The ability of the model to quantitatively capture the variability in the concentration of PCB 153 in human milk was tested using the Pearson correlation test. The data were log transformed to reduce skewedness. There was a strong correlation between the log modeled concentration and log measured concentration (r = 0.76, n = 78, p < 0.0001). Fig. 4 shows the linear regression of the modeled against the measured concentration. The model was able to explain 58% of the measured variability in the human milk concentration.


image file: c8em00023a-f4.tif
Fig. 4 Plot of the measured versus the modeled value of the logarithm of PCB 153 concentration in human milk for all 78 data points from 56 different countries. The blue dots represent the 7 West African countries, the red dots Hungary (2001 and 2006) and Bulgaria (2014).

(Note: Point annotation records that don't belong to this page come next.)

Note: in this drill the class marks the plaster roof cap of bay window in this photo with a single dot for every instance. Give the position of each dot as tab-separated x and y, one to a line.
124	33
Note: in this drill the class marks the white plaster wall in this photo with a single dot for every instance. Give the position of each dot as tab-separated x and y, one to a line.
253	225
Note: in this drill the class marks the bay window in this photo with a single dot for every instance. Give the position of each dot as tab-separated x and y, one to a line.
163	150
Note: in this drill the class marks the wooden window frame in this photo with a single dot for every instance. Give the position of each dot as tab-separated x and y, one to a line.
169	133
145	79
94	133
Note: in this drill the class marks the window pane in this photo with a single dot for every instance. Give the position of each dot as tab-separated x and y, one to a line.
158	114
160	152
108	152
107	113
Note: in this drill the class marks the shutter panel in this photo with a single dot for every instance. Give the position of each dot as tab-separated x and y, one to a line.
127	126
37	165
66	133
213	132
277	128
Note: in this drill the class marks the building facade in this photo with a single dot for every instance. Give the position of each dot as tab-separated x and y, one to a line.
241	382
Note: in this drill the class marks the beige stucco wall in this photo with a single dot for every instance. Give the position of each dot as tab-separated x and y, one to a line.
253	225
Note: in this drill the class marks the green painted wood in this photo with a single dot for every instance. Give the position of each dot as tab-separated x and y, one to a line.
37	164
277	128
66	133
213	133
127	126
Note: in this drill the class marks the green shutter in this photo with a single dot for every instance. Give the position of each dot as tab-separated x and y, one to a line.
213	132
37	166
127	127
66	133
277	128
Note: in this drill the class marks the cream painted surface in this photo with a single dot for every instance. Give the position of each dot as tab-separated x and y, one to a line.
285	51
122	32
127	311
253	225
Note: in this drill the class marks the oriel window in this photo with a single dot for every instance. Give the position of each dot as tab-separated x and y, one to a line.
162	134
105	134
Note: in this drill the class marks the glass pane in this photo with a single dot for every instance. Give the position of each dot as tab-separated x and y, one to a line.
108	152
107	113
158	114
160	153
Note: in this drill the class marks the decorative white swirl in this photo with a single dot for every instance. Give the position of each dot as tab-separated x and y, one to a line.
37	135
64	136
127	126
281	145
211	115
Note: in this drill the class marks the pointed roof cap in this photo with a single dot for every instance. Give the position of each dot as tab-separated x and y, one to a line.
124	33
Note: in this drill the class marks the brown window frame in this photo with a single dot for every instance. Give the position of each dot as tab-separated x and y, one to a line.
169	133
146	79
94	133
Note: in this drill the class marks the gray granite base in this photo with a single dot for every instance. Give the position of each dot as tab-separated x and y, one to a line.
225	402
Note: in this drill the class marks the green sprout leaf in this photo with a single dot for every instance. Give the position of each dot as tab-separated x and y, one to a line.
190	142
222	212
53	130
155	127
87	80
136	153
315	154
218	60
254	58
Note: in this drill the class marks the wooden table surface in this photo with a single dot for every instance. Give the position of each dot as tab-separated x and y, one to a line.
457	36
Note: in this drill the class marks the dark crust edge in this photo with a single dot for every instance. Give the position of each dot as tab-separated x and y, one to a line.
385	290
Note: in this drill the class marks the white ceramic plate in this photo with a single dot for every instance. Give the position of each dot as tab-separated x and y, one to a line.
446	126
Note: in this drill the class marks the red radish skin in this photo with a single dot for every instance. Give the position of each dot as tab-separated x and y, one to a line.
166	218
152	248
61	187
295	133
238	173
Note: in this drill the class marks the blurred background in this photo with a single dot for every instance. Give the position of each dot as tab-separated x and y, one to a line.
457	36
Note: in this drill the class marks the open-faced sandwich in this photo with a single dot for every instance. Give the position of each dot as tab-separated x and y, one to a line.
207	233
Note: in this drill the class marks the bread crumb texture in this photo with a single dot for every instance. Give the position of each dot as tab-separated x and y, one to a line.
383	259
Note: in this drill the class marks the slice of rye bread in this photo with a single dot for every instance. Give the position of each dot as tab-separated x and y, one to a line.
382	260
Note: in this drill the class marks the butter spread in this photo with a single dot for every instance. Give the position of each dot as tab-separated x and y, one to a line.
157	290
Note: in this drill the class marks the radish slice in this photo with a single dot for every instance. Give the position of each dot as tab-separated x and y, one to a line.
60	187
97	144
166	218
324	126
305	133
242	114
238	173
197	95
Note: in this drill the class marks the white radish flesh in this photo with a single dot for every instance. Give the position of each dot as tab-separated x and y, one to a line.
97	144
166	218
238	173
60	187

The accuracy of the model predictions was assessed using the difference between the logarithms of the measured and modeled concentrations. The root mean square difference was 0.65 log units, which corresponds to a factor of 4.5.

Exploration of the deviations between predictions and observations

The data were studied more closely to identify specific areas of model strength and weakness. To provide orientation for this work, simple regressions were tested to identify the major factors driving the model outcome. A linear regression of the logarithm of the modeled PCB 153 concentration in human milk against the logarithm of the dietary ingestion of lipids of animal origin (which ranged from 5 to 85 g d−1, see above) gave a strong fit (r2 = 0.73, n = 78, p < 0.0001, rms error = 0.49). Selecting the logarithm of the average fugacity of PCB 153 in air in the country 10 years prior to the sampling year as the dependent variable gave a somewhat weaker fit (r2 = 0.42, n = 78, p < 0.0001, rms error = 0.73). Note that the 10 year span between air concentration and human milk sampling was chosen because the PCB 153 concentration in humans is the result of historical exposure. A regression using both dietary ingestion of lipids and fugacity in air as independent variables improved the strength of the fit (r2 = 0.90, n = 78, p < 0.0001, rms error = 0.31). Clearly the modeled fugacity in air and the estimated dietary intake of animal lipids are two major factors determining the model outcome.

Comparison of the modeled and measured concentration of PCB 153 in human milk with the 1[thin space (1/6-em)]:[thin space (1/6-em)]1 line of perfect agreement shows two regions with a bias (Fig. 4). The model under-predicts when the concentration in milk is low, and it over-predicts when the concentrations in milk are high. There is a strong geographic correlation that underlies these biases. Those countries for which the model over-predicts by a factor 4 or more are all located in Europe, whereas those countries for which the model under-predicts by a factor 4 or more are located primarily in Africa (Fig. 5, Table S5).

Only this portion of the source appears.